Mas, afinal, e apesar de todo este rebuliço em torno do primeiro filme português a chegar às nomeações dos Óscares, com que saúde se encontra a animação nacional? João Gonzalez oferece o seu ponto de vista: “No seu cariz autoral mais independente, temos um dos cinemas mais fortes do mundo. E é algo que para nós é um bocado estranho, porque sentimos que é mais reconhecido internacionalmente do que cá em Portugal. Estamos a evoluir bastante rápido, temos cursos de animação no secundário, de lá já saem trabalhos incríveis, muito melhores do que algumas coisas que eu fazia na faculdade.

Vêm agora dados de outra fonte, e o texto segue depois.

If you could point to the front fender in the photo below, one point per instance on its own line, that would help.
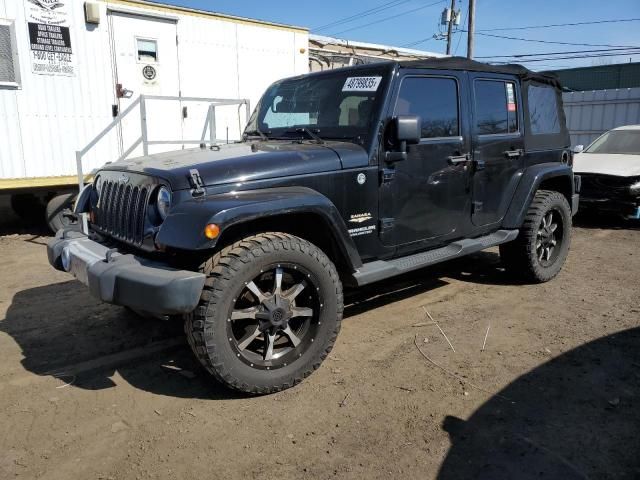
(532, 178)
(184, 226)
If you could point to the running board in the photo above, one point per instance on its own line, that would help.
(381, 269)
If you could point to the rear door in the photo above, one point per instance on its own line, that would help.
(497, 145)
(426, 197)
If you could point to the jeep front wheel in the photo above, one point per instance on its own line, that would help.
(543, 243)
(269, 313)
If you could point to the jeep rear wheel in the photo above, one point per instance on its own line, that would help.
(542, 246)
(269, 313)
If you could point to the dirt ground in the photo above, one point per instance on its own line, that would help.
(89, 391)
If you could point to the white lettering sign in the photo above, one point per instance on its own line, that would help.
(50, 37)
(361, 84)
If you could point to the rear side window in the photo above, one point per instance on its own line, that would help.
(496, 107)
(543, 110)
(435, 100)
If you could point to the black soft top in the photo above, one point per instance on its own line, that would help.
(462, 63)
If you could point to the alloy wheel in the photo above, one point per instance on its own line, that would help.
(550, 233)
(275, 317)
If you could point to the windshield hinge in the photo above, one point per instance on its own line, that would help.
(196, 183)
(387, 175)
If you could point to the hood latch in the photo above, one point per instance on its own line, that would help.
(196, 183)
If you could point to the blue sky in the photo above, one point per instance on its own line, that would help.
(422, 22)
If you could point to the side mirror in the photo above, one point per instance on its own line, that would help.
(408, 130)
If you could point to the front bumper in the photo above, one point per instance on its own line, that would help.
(125, 279)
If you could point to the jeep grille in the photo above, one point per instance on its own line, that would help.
(122, 210)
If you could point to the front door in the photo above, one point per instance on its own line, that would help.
(145, 54)
(426, 197)
(497, 146)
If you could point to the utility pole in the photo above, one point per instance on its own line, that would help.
(471, 28)
(452, 18)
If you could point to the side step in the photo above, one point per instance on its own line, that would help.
(381, 269)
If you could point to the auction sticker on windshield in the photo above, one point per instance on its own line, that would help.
(361, 84)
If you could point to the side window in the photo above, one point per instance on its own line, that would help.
(543, 110)
(435, 100)
(355, 110)
(496, 109)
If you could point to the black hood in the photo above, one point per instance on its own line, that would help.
(245, 162)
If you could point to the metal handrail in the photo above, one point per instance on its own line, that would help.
(144, 140)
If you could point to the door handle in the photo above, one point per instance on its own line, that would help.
(513, 153)
(458, 159)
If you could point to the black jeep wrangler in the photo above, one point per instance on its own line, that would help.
(345, 177)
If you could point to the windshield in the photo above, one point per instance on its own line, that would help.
(340, 105)
(617, 141)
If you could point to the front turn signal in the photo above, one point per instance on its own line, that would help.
(212, 231)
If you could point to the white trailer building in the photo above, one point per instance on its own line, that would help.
(68, 68)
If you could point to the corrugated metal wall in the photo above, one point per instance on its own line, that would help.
(48, 118)
(589, 114)
(601, 77)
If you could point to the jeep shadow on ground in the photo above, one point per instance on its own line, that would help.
(63, 332)
(576, 416)
(601, 221)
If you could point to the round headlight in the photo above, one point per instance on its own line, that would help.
(97, 185)
(163, 202)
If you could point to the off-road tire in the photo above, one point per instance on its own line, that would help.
(227, 271)
(520, 257)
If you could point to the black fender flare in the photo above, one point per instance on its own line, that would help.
(530, 182)
(184, 226)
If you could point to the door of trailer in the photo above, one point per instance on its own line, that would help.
(145, 56)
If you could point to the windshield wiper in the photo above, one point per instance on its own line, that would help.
(260, 133)
(310, 133)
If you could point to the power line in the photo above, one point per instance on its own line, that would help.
(389, 18)
(552, 42)
(560, 25)
(364, 13)
(518, 55)
(417, 42)
(574, 57)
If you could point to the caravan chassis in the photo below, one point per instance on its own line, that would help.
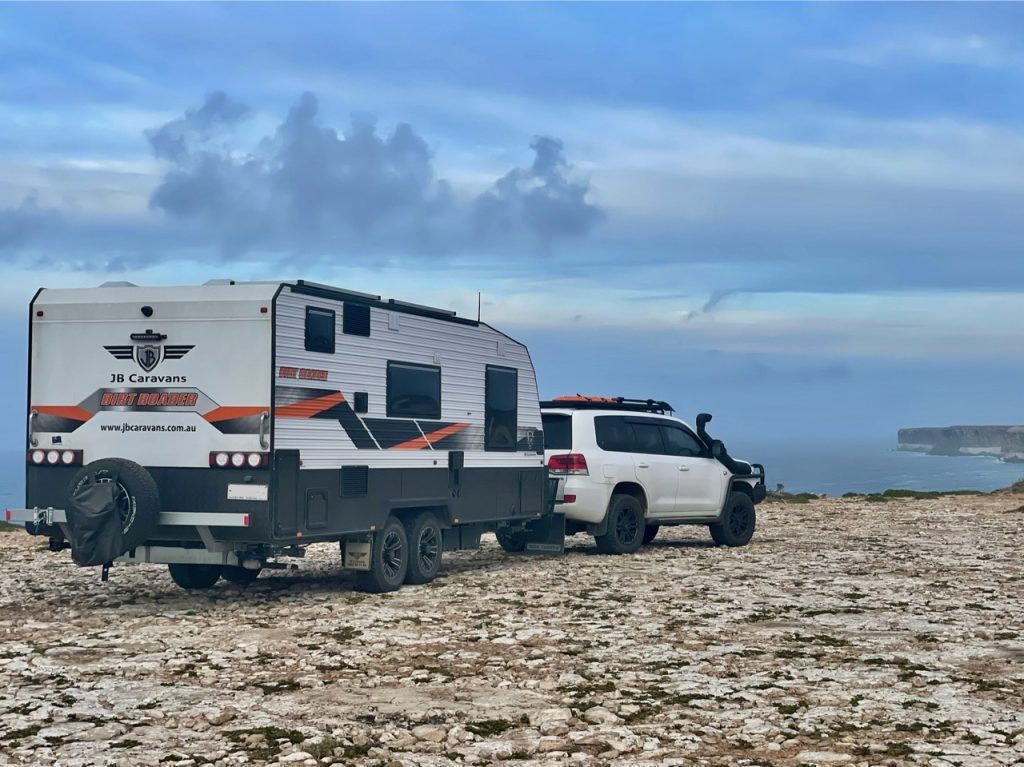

Precisamos de mais uma forcinha no que toca a longas-metragens e séries, mas acho que estamos a ir pelo bom caminho e temos muito talento.”

João Gonzalez
©DRIce Merchants, de João Gonzalez

Para Bruno Caetano, atravessamos uma fase muito importante. “Estamos a aproveitar o trabalho que foi feito nos últimos 25 anos e a chegar a uma fase do render da guarda. Jovens autores como o João têm uma cultura visual fortíssima, uma base de referências de elevada qualidade, estudaram em boas escolas, e antigamente este não era o caso.” Além de Ice Merchants, o produtor dá outros bons exemplos do que por cá se tem animado: “O Homem do Lixo da Laura Gonçalves ganhou o prémio de Melhor Animação em Clermont-Ferrand; O Casaco Rosa da Mónica Santos, que tem trilhado muitos e bons festivais; o Garrano, de David Doutel e Vasco Sá que esteve em Sundance… Isto tudo está a pôr-nos num nível elevadíssimo, comparando com países que têm capacidade de produção muito superior.”

A cerimónia dos Óscares acontece no dia 12 de Março, mas seja qual for o resultado, o cinema português venceu. Só falta levar mais avante o apoio à sétima arte.